In [1]:
import torch
import warnings
from transformers import MBartForConditionalGeneration, MBart50TokenizerFast

warnings.filterwarnings("ignore")

# model = MBartForConditionalGeneration.from_pretrained("facebook/mbart-large-50", cache_dir='models/mbart-large-50')
# tokenizer = MBart50TokenizerFast.from_pretrained("facebook/mbart-large-50", cache_dir='models/mbart-large-50', src_lang="en_XX", tgt_lang="ro_RO")

# src_text = " UN Chief Says There Is No Military Solution in Syria"
# tgt_text = "Şeful ONU declară că nu există o soluţie militară în Siria"

# model_inputs = tokenizer(src_text, text_target=tgt_text, return_tensors="pt")
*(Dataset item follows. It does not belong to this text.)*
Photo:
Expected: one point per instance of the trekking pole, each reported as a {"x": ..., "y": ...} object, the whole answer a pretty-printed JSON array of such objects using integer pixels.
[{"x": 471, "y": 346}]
# model(**model_inputs)  # forward pass

  from .autonotebook import tqdm as notebook_tqdm


In [None]:
from transformers import AutoTokenizer, AutoModelForSeq2SeqLM

tokenizer = AutoTokenizer.from_pretrained("models/mbart-large-50")
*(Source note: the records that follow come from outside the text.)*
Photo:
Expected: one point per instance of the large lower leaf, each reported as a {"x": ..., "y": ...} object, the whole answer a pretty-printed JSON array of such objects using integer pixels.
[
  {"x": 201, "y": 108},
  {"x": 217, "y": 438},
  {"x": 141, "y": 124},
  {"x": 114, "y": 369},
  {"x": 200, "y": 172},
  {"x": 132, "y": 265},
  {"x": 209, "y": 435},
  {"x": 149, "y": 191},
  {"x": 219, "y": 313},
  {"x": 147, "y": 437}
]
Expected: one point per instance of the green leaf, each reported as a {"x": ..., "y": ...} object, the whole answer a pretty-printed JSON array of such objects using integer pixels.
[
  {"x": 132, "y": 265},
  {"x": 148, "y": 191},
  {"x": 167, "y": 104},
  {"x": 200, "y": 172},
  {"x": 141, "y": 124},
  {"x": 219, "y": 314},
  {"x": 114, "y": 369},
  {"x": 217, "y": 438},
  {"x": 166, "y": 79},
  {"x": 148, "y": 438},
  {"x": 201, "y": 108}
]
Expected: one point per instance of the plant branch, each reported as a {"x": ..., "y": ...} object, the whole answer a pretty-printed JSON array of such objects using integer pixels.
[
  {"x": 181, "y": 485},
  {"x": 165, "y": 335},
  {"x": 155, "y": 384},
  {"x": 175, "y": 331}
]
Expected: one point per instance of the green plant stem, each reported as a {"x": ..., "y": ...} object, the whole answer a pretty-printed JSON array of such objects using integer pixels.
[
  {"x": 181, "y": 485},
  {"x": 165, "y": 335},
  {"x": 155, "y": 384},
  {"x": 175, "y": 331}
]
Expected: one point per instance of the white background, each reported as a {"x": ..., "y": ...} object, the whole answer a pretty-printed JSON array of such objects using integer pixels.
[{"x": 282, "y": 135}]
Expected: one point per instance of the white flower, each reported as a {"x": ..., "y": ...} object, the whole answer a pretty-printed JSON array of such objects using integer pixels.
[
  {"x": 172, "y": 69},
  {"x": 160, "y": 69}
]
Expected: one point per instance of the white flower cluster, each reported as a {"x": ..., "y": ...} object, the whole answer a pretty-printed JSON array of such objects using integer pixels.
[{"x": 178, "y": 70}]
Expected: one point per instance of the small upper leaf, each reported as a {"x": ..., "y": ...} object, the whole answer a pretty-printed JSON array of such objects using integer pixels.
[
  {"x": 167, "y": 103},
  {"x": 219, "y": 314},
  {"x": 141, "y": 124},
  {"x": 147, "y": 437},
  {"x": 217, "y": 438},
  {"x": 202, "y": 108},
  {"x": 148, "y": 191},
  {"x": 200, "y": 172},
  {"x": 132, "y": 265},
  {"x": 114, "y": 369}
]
model = AutoModelForSeq2SeqLM.from_pretrained("models/mbart-large-50")

In [None]:
tokenizer.src_lang = 'en_XX'

text = "I love going <mask> the beach"
encoded_ar = tokenizer(text, return_tensors="pt")
generated_tokens = model.generate(**encoded_ar, forced_bos_token_id=tokenizer.lang_code_to_id["vi_VN"])
tokenizer.batch_decode(generated_tokens, skip_special_tokens=True)

In [None]:
from transformers import MBartForConditionalGeneration, MBart50TokenizerFast

model = MBartForConditionalGeneration.from_pretrained("models/mbart-large-50", cache_dir='models/mbart-large-50')
tokenizer = MBart50TokenizerFast.from_pretrained("models/mbart-large-50", cache_dir='models/mbart-large-50', src_lang="en_XX", tgt_lang="vi_VN")

In [None]:
tokenizer.src_lang = 'en_XX'

text = "I love<mask> to the beach"
encoded_ar = tokenizer(text, return_tensors="pt")
generated_tokens = model.generate(**encoded_ar, decoder_start_token_id=tokenizer.lang_code_to_id["vi_VN"])
tokenizer.batch_decode(generated_tokens, skip_special_tokens=True)

### Many to En

In [None]:
from transformers import MBartForConditionalGeneration, MBart50TokenizerFast

model = MBartForConditionalGeneration.from_pretrained("facebook/mbart-large-50-many-to-one-mmt", cache_dir='cache')
tokenizer = MBart50TokenizerFast.from_pretrained("facebook/mbart-large-50-many-to-one-mmt", cache_dir='cache')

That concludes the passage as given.